Thread-safe way to add a key to a dict only if it isn't already there?
Chris Angelico
rosuav at gmail.com
Sat Jul 7 21:15:17 EDT 2018
On Sun, Jul 8, 2018 at 11:04 AM, Steven D'Aprano
<steve+comp.lang.python at pearwood.info> wrote:
>> The only thing Python should guarantee is that the data structures stay
>> "coherent" under race conditions. In other words, there cannot be a
>> segmentation fault. For example, if two threads executed this code in
>> parallel:
>>
>> global i
>> i = 1
>> i += 1
>>
>> a legal end result could be that i contains the string "impossible".
>
> That wouldn't be coherent. The only coherent results are that i could
> equal either 2 or 3:
>
> Possibility 1:
>
> i = 1 # thread 1
> i += 1 # thread 1
> i = 1 # thread 2
> i += 1 # thread 2
> assert i == 2
>
> Possibility 2:
>
> i = 1 # thread 1
> i = 1 # thread 2
> i += 1 # thread 1
> i += 1 # thread 2
> assert i == 3
>
>
> Executing statements out of order is impossible, even in threaded code.

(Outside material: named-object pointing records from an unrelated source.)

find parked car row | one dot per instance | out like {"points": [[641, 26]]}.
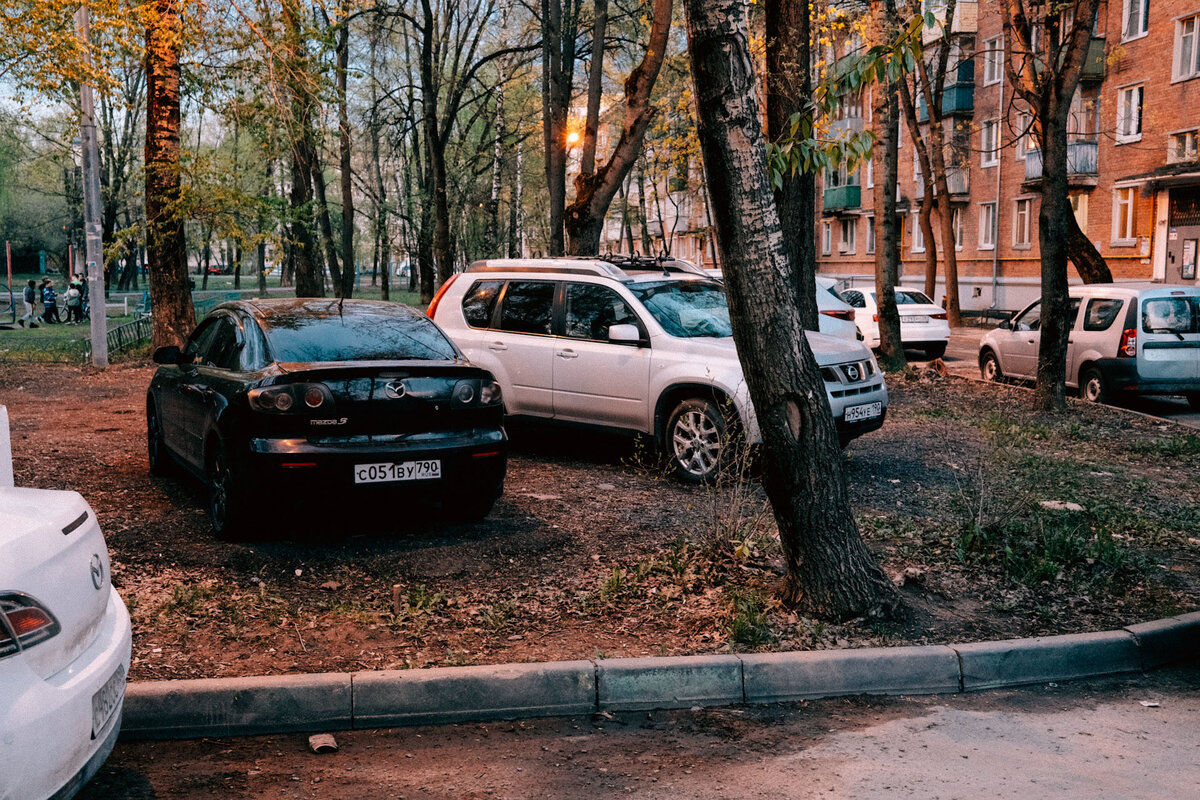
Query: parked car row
{"points": [[363, 398], [1123, 338]]}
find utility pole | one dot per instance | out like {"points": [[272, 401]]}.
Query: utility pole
{"points": [[94, 269]]}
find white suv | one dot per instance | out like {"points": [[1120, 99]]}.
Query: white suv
{"points": [[637, 344]]}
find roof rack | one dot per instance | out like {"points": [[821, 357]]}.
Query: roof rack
{"points": [[611, 265]]}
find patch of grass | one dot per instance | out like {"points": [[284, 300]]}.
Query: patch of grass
{"points": [[749, 624]]}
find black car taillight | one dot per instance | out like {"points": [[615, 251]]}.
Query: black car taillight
{"points": [[292, 398], [1128, 347], [23, 623]]}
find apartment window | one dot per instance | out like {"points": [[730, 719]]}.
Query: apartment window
{"points": [[988, 143], [1129, 114], [987, 226], [1122, 218], [1182, 146], [1187, 48], [1023, 212], [846, 238], [1079, 208], [1024, 134], [1135, 19], [993, 60], [918, 236]]}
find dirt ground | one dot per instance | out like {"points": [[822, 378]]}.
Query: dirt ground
{"points": [[589, 554]]}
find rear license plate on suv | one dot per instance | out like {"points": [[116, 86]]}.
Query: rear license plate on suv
{"points": [[865, 411], [106, 699], [406, 470]]}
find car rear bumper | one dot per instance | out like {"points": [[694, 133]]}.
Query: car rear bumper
{"points": [[1122, 376], [49, 746], [469, 459]]}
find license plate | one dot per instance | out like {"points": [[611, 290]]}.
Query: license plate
{"points": [[106, 699], [391, 471], [865, 411]]}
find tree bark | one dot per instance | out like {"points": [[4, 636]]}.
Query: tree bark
{"points": [[829, 569], [789, 88], [172, 312]]}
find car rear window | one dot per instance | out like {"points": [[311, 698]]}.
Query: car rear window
{"points": [[1170, 316], [479, 301], [363, 334], [1101, 313]]}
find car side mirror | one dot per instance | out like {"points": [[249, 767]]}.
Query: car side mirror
{"points": [[624, 334], [168, 354]]}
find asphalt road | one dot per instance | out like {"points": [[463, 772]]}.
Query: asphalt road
{"points": [[1131, 738], [963, 359]]}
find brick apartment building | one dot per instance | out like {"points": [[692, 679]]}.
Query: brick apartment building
{"points": [[1133, 161]]}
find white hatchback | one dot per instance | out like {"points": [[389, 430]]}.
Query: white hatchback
{"points": [[923, 324], [636, 344], [64, 645]]}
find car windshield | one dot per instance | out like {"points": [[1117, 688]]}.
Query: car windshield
{"points": [[687, 308], [363, 332]]}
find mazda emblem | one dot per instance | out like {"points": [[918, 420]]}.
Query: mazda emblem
{"points": [[97, 571]]}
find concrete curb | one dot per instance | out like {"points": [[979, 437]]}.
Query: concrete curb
{"points": [[190, 709]]}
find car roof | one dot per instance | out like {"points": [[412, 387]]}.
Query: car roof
{"points": [[624, 269]]}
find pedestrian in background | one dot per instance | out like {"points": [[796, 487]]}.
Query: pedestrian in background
{"points": [[30, 298]]}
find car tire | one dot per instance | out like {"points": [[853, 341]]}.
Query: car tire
{"points": [[156, 449], [989, 367], [1092, 386], [695, 440], [227, 495]]}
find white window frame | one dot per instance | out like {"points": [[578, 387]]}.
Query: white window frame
{"points": [[1189, 154], [993, 60], [988, 226], [1024, 134], [1143, 24], [1123, 220], [1023, 222], [1129, 113], [1186, 65], [989, 150], [847, 235]]}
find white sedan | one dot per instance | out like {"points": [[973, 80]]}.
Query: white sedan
{"points": [[923, 324], [64, 645]]}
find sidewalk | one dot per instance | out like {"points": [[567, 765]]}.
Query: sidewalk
{"points": [[375, 699]]}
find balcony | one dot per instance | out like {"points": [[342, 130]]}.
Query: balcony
{"points": [[1081, 163], [840, 198]]}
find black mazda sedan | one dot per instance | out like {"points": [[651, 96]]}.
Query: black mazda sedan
{"points": [[328, 401]]}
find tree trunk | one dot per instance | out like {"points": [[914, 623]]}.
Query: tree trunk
{"points": [[887, 244], [789, 88], [594, 192], [829, 569], [172, 313]]}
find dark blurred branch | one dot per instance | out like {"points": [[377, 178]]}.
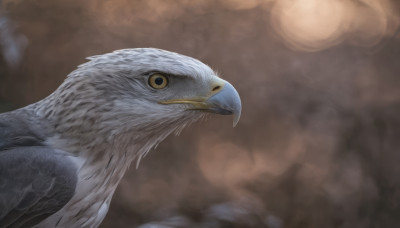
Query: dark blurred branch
{"points": [[12, 44]]}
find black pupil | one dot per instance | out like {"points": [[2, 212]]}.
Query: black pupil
{"points": [[159, 81]]}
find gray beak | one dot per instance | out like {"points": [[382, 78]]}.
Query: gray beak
{"points": [[226, 102]]}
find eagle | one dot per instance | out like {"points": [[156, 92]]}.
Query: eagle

> Redefining the meaning of the integer literal 1 is impossible (ignoring
> unsupported shenanigans with ctypes). Monkey-patching the int __iadd__
> method is impossible. So there is no coherent way to get a result of
> "impossible" from just adding 1 to 1 in any coherent implementation of
> Python.
Python threads don't switch only between lines of code, so the actual
interaction is a bit more complicated than you say. In CPython, the
increment operation is:
3 0 LOAD_GLOBAL 0 (i)
2 LOAD_CONST 1 (1)
4 INPLACE_ADD
6 STORE_GLOBAL 0 (i)
A context switch could happen between any pair of statements. In this
particular example, the end result doesn't change - coherent results
are 2 and 3, nothing else - but in other situations, there may be
times when the separate steps might be significant. For instance, if
you replace "i += 1" with "i += i", to double the value, you'll get
this:
3 0 LOAD_GLOBAL 0 (i)
2 LOAD_GLOBAL 0 (i)
4 INPLACE_ADD
6 STORE_GLOBAL 0 (i)
and that could potentially have both of them load the initial value,
then one of them runs to completion, and then the other loads the
result - so it'll add 1 and 2 and have a result of 3, rather than 2 or
4.
But you're absolutely right that there are only a small handful of
plausible results, even with threading involved.